ND child, mother in laws opinions

[Yukoayh]

DH and I have been married for 12 years, we have two kids 7 and 3. The 3yo is undiagnosed but quite clearly autistic (lots of issues, hard child to parent etc) he is currently on the never ending list for an assessment.

We both work for the NHS on low bands so we receive Uc top up every month. We also rent our house from my in laws.

I’ve always gotten on well with said in laws, they are the type that can never do enough for you, always go overboard at christmas and would help us out at the drop of a hat.

However my relationship with them has changed since having DS2. From the very start he was a hard baby and this put a lot of strain on my marriage. DH spend a few nights in the doghouse at theirs. Every time this happened MIL would give me the silent treatment for a few weeks (usually she texts regularly) even if it was my DH in the wrong… which it always was.

Also DS2 was always developmentally not quite where he should be, however inlaws always refused to acknowledge/believe this. They see the behaviour and you can see the judgy look on MIL face and she has even said “hes just a naughty child” we decided about a year ago to stop speaking to them about his development / asd pathway because their comments were not helpful.

Now DS2 is almost 4 we are starting to see even more ND in him and starting to think about how school will look, what extra support he might need etc, so with support of his nursery, childminder and HV I applied for DLA. To my surprise we got it, and we got high rate care. We agreed not to tell in laws as they won’t understand.

When I was out on Thursday my MIL came round to see my DH. he admitted they’ve now fallen out because he showed her we had brought a new fridge freezer and she asked “why have you got so much money” (we got a new fridge freezer and we hired a skip 🤣) to which -for some reason- he told her about the DLA.
She went mad questioning him “Why do you have to label him” “he needs stricter boundaries” etc and then she asked how does a new fridge help our son…
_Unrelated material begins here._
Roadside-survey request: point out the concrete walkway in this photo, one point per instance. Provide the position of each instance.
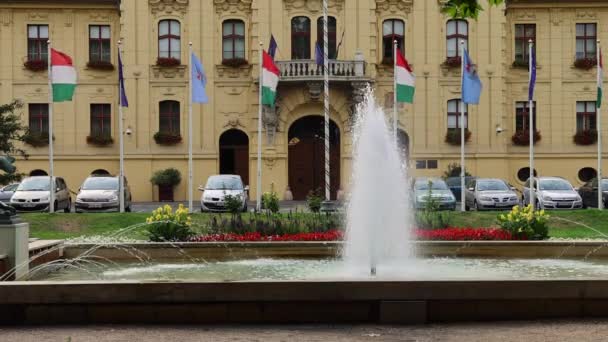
(576, 331)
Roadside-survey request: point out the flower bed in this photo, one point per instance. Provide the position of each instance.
(447, 234)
Apparently my husband held his own but honestly I am livid.
I now feel incredibly uncomfortable living in their house, or having anything to do with them quite honestly. AIBU to consider moving out because of this?

Thankyou.
Sense at last.

There are no specific instructions on how to use disability benefits.
And if people don't like that, they can contact their MP.

I genuinely have no idea what you're trying to say here. It may be that you've expressed it poorly, as I'm confused. What boundaries do you mean? That I'm not allowed to pay bills with the money we receive because I now work less due to my child's disabilities? Is this the sort of boundary you mean? I'll work full-time & have no DLA if you can take away DS's disabilities. Our lives would be radically different, utterly carefree in comparison.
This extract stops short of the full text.